Each node has 2 processors, like the single core nodes, but each processor has 2 computational cores on the same chip. So each node has 4 computational cores. The nodes run at a slightly lower clock rate than the single core nodes (2.0 Ghz as opposed to 2.2 Ghz for the single-core nodes, on it's own this would reduce performance by around 10% but this is compensated to some extent by the nodes having faster memory. In terms of amount of memory, there is 2 GB per node - which means that there is 0.5 GB per core rather than 1 GB per core on the single-core nodes.
How do I run my jobs on the dual-core nodes?

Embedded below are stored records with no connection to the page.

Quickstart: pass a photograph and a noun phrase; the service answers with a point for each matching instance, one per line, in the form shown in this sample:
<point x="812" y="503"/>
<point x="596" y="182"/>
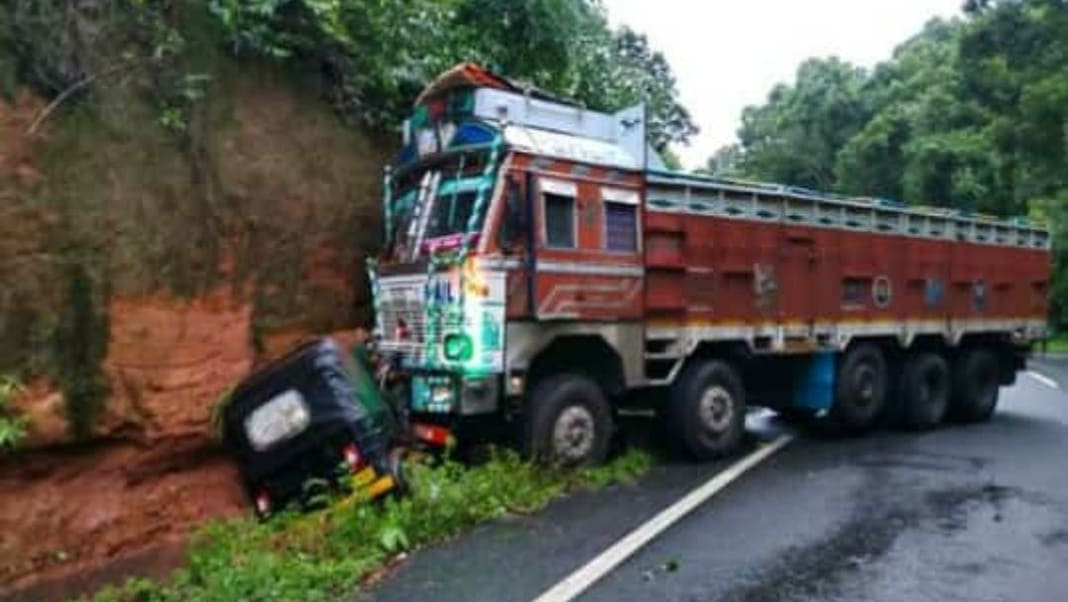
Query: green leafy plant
<point x="324" y="555"/>
<point x="12" y="427"/>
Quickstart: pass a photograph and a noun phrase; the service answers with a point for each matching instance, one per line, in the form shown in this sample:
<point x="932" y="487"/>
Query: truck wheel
<point x="975" y="386"/>
<point x="925" y="391"/>
<point x="706" y="412"/>
<point x="567" y="422"/>
<point x="861" y="392"/>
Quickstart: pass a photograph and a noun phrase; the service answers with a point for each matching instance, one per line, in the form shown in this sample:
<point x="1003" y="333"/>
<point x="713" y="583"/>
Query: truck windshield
<point x="451" y="215"/>
<point x="438" y="207"/>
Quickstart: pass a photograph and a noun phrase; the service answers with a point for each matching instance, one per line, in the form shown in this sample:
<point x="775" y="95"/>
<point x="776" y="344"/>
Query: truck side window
<point x="621" y="220"/>
<point x="559" y="221"/>
<point x="621" y="226"/>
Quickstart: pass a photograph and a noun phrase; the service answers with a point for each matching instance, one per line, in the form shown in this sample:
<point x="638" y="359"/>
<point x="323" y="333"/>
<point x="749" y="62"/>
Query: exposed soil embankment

The dual-core nodes do not yet form part of the default pool of nodes, in the interim you can request that a particular job runs on the dual core nodes by using the flag "-Wx=NODESET:ONEOF:FEATURE:switch10:switch11" to PBS, either directly with qsub:
qsub -Wx=NODESET:ONEOF:FEATURE:switch10:switch11:switch12 myjob
or as a directive line in the script
#PBS -Wx=NODESET:ONEOF:FEATURE:switch10:switch11:switch12
If you need to run multi-node jobs which use the $PBS_NODEFILE variable, then you will have to specify that there are effectively 4 processors per node. Eg. for a 2 node, 8 process job:
qsub-lnodes=2:ppn=4 -Wx=NODESET:ONEOF:FEATURE:switch10:switch11:switch12 myjob
If you want to run 4 sequential sub-jobs per node then a simple modification of the script for single-core nodes( 2 sub-jobs per node example) to add more sub-jobs should work.
Will my jobs benefit from dual-core nodes?
To make it worthwhile using the dual-core nodes, you must use all 4 CPU cores - otherwise you might as well use the standard single-core nodes. There are two questions you need to answer:
- Does it perform well?
We expect jobs using Monte-Carlo type codes to perform very well on dual-core nodes. This is because most of the data required for computation comes from cache and the data transferred to and from main-memory is modest. For some codes the bandwidth to main-memory is a major bottleneck and will limit the overall performance. The latter codes will not generally be able to make good use of all 4 CPU-cores on a node. This is because memory-bandwidth to each processor is now shared between the 2 computational cores so the memory bandwidth seen by each core is halved. For yet other codes (possibly Fluent) the situation is between the 2 extremes, so the perfomance on dual-core nodes may not be as good as on twice as many single-core nodes, but it may be acceptable - eg. it runs 20% slower perhaps. The responsibility is on the user to decide whether the dual-core nodes are suited to their code, preferably through the results of timing measurements, but we will be happy to give advice on the methodology of making such measurements.
One other case that might show an advantage is MPI jobs on a single node, where you can now use 4 CPU-cores per job rather than 2. Because all communication is internal to the node this will be much faster than if you were running 4 MPI processes over 2 single-core nodes (but you will have to be careful to make sure your problem fits into 2 GB). This may be advantageous for some single-node Fluent jobs. - Is there enough memory?
The standard dual-core compute nodes have 2 GB of memory, so if you are running 4 processes on each node then they only have an average of 0.5 GB available to each process rather than 1 GB on single-core nodes.